We incorporate application semantics to narrow down the scope of the learning and detection phase, thus enabling our machine learning technique to work at a very low overhead when executed online. As our method runs “life-long” on monitored resource usage on the cloud, in case of wrong prediction, we can leverage administrator feedback to improve prediction on future runs.
This feedback directed scheme with the attached context helps us to achieve an anomaly detection accuracy of as high as 98.3% in our experimental evaluation, and can be easily used in conjunction with other anomaly detection techniques for the cloud.

Bio:
Stelios Sotiriadis is a research fellow under Prof. Cristiana Amza. His research focuses Inter-Cloud Meta-Scheduling (ICMS) framework.

Non-intrusive Performance Profiling of Entire Software Stacks based on the Flow Reconstruction Principle

Thursday October 27th, 12-1PM @ BA5205

Speaker: Xu Zhao

Title:
Non-intrusive Performance Profiling of Entire Software Stacks based on the Flow Reconstruction Principle

Abstract:
Understanding the performance behavior of distributed server stacks at scale is non-trivial. The servicing of just a single request can trigger numerous sub-requests across heterogeneous software components; and many similar requests are serviced concurrently and in parallel. When a user experiences poor performance, it is extremely difficult to identify the root cause, as well as the software components and machines that are the culprits. This work describes Stitch, a non-intrusive tool capable of profiling the performance of an entire distributed software stack solely using the unstructured logs output by heterogeneous software components. Stitch is substantially different from all prior related tools in that it is capable of constructing a system model of an entire software stack without building any domain knowledge into Stitch. Instead, it automatically reconstructs the extensive domain knowledge of the programmers who wrote the code; it does this by relying on the Flow Reconstruction Principle which states that programmers log events such that one can reliably reconstruct the execution flow a posteriori.

Bio:
Xu is a second year PhD student under Prof. Ding Yuan. His research focuses on performance failure debugging and log analysis in distributed systems.

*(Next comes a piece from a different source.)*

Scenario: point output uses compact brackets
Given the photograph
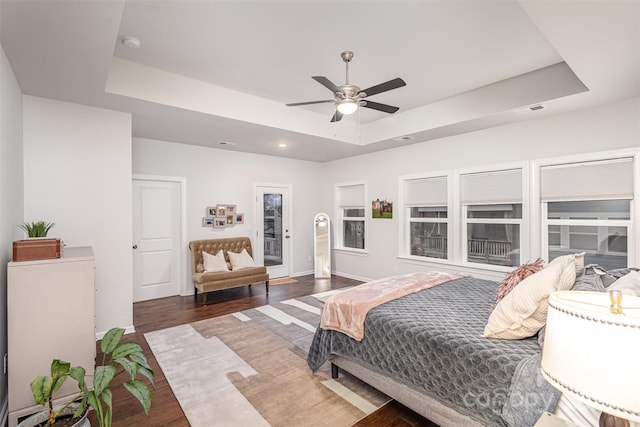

Don’t Get Caught In the Cold, Warm-up Your JVM: Understand and Eliminate JVM Warm-up Overhead in Data-parallel Systems

Wednesday October 26th, 12-1PM @ BA5205

Speaker: David Lion

Title:
Don’t Get Caught In the Cold, Warm-up Your JVM:
Understand and Eliminate JVM Warm-up Overhead in Data-parallel Systems

Abstract:

Many widely used, latency sensitive, data-parallel distributed systems, such as HDFS, Hive, and Spark choose to use the Java Virtual Machine (JVM), despite debate on the overhead of doing so. This paper analyzes the extent and causes of the JVM performance overhead in the above mentioned systems. Surprisingly, we find that the warm-up overhead, i.e., class loading and interpretation of bytecode, is frequently the bottleneck. For example, even an I/O intensive, 1GB read on HDFS spends 33% of its execution time in JVM warm-up, and Spark queries spend an average of 21 seconds in warm-up.

The findings on JVM warm-up overhead reveal a contradiction between the principle of parallelization, i.e., speeding up long running jobs by parallelizing them into short tasks, and amortizing JVM warm-up overhead through long tasks. We solve this problem by designing HotTub, a new JVM that amortizes the warm-up overhead over the lifetime of a cluster node instead of over a single job by reusing a pool of already warm JVMs across multiple applications. The speed-up is significant. For example, using HotTub results in up to 1.8X speed-ups for Spark queries, despite not adhering to the JVM specification in edge cases.

Bio:
David is a first year PhD student under Prof. Ding Yuan. His research primarily focuses on Java Virtual Machine performance in data-parallel applications.